Mas também temos, na história destes dois milênios, múltiplas dores, as quais também atualizam as dores de Cristo e daqueles que O adoraram aos pés da Cruz. Estas dores sempre tiveram como núcleo interno a desobediência à Esposa de Cristo, a Igreja Católica, Apostólica, Romana. E estas desobediências também foram feitas por filhos da Igreja, pois ela é Santa e Pecadora. Da mesma forma que no acontecimento do Calvário, ao longo dos dois milênios, muitos filhos da Igreja permaneceram ao redor do Crucificado, mas em atitude de zombaria e de enfrentamento. Fizeram assim os que se intitulavam católicos, enquanto insistiam em ensinos filosóficos, doutrinários, morais e éticos não condizentes com a Verdade.
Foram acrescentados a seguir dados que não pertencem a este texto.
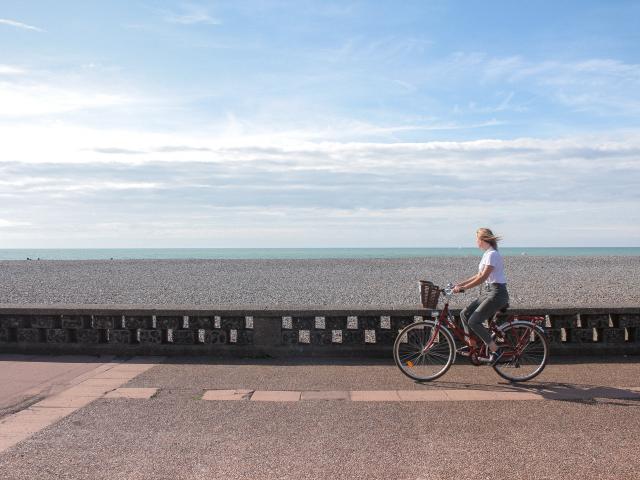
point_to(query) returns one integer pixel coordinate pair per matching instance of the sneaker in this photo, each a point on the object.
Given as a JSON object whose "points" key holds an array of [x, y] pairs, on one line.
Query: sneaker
{"points": [[465, 351], [496, 356]]}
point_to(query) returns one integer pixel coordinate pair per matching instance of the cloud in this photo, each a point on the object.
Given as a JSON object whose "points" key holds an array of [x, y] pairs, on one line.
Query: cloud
{"points": [[11, 70], [13, 23], [181, 148], [117, 151], [191, 15], [33, 98], [11, 223]]}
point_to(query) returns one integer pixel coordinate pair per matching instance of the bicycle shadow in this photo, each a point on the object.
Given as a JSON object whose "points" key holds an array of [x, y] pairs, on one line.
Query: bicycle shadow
{"points": [[564, 392]]}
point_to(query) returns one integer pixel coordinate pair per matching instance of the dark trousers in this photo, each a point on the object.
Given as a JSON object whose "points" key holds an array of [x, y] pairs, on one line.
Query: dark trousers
{"points": [[495, 296]]}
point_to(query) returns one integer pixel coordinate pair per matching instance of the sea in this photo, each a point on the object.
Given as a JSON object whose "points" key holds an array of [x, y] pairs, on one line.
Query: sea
{"points": [[294, 253]]}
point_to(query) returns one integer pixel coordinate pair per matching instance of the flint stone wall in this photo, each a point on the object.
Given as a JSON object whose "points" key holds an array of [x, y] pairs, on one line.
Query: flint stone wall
{"points": [[124, 330]]}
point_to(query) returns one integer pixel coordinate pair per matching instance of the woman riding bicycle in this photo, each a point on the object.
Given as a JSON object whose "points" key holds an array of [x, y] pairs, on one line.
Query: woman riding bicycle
{"points": [[494, 295]]}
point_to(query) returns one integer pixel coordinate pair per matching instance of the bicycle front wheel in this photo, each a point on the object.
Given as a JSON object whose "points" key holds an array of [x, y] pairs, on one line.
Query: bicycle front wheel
{"points": [[526, 352], [424, 352]]}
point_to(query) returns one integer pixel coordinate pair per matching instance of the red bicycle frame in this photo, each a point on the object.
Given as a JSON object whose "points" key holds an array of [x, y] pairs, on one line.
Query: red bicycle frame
{"points": [[477, 347]]}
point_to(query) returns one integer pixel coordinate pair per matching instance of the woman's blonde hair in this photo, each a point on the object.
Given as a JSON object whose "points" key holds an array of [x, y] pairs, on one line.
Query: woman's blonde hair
{"points": [[487, 235]]}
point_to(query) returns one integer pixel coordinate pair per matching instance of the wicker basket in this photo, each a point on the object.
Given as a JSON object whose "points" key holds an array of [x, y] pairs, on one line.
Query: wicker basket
{"points": [[429, 294]]}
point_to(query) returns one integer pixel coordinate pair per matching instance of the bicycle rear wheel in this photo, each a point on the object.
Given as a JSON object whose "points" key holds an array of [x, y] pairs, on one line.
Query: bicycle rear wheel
{"points": [[526, 352], [423, 352]]}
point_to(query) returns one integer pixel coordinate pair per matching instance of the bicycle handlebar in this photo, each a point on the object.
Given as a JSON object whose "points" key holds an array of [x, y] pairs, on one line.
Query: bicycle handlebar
{"points": [[448, 290]]}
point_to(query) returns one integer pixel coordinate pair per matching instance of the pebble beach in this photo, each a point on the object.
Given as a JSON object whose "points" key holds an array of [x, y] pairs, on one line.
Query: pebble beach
{"points": [[533, 282]]}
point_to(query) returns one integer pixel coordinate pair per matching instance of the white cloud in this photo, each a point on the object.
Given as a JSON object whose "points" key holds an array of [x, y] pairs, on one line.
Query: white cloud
{"points": [[11, 70], [33, 99], [13, 23], [11, 223], [191, 14]]}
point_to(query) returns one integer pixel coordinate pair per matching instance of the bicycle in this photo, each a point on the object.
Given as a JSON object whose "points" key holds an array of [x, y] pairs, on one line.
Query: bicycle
{"points": [[426, 349]]}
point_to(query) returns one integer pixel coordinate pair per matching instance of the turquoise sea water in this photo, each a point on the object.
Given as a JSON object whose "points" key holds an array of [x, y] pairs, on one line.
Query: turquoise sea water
{"points": [[294, 253]]}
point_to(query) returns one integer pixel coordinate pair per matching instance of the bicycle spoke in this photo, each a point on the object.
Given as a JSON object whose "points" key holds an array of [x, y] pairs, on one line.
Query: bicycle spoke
{"points": [[425, 354]]}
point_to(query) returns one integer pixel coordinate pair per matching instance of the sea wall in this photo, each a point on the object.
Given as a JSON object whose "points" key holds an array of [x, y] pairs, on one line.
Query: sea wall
{"points": [[124, 330]]}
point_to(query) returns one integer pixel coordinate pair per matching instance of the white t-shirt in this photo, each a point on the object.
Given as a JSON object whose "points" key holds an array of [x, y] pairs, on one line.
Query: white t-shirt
{"points": [[492, 257]]}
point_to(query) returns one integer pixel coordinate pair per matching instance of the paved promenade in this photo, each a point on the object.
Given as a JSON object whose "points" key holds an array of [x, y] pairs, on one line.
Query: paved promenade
{"points": [[201, 418]]}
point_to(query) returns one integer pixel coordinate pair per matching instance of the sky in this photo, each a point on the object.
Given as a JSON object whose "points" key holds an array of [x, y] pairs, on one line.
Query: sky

Nesta história, também existiram aqueles que até chegaram aos pés da Cruz, mas deram as costas de maneiras variadas, e a forma extrema foi a apostasia.
Fato é que o afastamento da verdadeira Igreja de Cristo gerou nos corações e mentes humanas consequências deste pecado inicial. Podemos, então, identificar reflexos destas atitudes de descaso, desobediência e negação, em correntes filosóficas, teológicas e políticas que foram alimentando os povos de uma maneira cada vez mais apartada do Crucificado. Podemos dizer que, uma vez que as correntes de pensamento ateístas se espalharam, estamos enxergando atualmente o crescimento de idéias que negam a própria dignidade do ser humano. Onde não se considera a existência de Deus, não há como enxergar no ser humano a imagem e a semelhança de Deus.
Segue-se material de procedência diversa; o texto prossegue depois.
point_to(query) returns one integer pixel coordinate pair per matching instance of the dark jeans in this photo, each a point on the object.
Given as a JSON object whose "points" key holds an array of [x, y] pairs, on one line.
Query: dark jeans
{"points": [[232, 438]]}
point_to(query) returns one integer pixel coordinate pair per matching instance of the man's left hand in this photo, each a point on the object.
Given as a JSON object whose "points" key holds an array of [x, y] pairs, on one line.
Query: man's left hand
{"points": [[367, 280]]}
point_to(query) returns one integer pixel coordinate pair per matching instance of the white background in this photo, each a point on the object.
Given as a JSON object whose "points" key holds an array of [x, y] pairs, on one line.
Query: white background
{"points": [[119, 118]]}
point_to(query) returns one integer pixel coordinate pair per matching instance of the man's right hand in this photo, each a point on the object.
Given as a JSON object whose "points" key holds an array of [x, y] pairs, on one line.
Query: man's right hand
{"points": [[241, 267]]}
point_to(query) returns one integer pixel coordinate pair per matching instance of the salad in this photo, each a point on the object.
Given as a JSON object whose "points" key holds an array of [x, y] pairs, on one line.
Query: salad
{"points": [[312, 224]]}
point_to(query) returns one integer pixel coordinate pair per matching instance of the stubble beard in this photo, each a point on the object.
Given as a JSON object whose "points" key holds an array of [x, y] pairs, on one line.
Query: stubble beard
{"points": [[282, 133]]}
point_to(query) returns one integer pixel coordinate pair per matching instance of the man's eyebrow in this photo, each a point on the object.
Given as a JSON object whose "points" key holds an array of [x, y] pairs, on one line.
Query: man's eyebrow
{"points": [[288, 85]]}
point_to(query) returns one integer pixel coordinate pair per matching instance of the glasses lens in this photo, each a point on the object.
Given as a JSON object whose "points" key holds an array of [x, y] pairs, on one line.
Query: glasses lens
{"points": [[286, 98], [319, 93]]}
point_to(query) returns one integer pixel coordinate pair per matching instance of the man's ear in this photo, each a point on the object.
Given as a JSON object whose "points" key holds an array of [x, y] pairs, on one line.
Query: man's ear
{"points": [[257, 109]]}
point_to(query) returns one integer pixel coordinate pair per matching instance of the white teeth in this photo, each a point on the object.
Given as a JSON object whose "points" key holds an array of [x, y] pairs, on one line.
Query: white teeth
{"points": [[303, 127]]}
Portanto, você é convidado a mergulhar nesta reflexão sobre beleza e dor, ao ler estas reflexões sobre questões sociais e políticas. Digo assim, pois sei que muitos têm rejeição a estes temas, e justificam dizendo que a busca da experiência de Deus seria suficiente para dar testemunho católico. Mas fato é que Deus, quanto mais espaço tem no coração do fiel, mais o incomoda a olhar ao redor. Deus primeiro lança o nosso olhar para este tempo, e em seguida, nos inspira a buscar explicações em escalas de tempo cada vez mais amplas. Deus nos convida a permanecer demoradamente diante do Crucificado, e nos mostra que uma forma de viver esta experiência é também mergulhar em um estudo cada vez mais disciplinado da história da civilização ocidental, e em especial da história da Igreja Católica. Quando assim fazemos, deparamo-nos com belezas nunca imaginadas, e também encontramos a dor das controvérsias, das diferenças de opinião, e a própria dor da reflexão persistente. A separação entre a experiência de dor e a de beleza talvez possa ser feita apenas de modo didático, pois ambas são constantes em frente ao Crucificado.
O mundo contemporâneo precisa que mais pessoas se disponham a carregar esta bela e dolorosa Cruz! Precisamos conhecer cada vez mais profundamente a própria doutrina Católica, e, a partir desta referência segura, mergulhar no conhecimento em outras áreas. Afinal de contas, todas as nossas ações devem brotar de nosso modo de pensar, e este deve ser balizado pela sólida doutrina católica.
Nos próximos artigos, desenvolverei esta temática. Só de imaginar que mais pessoas permanecerão demoradamente diante da Cruz de Cristo também por esta via já causa em mim muita consolação! Seja bem-vindo!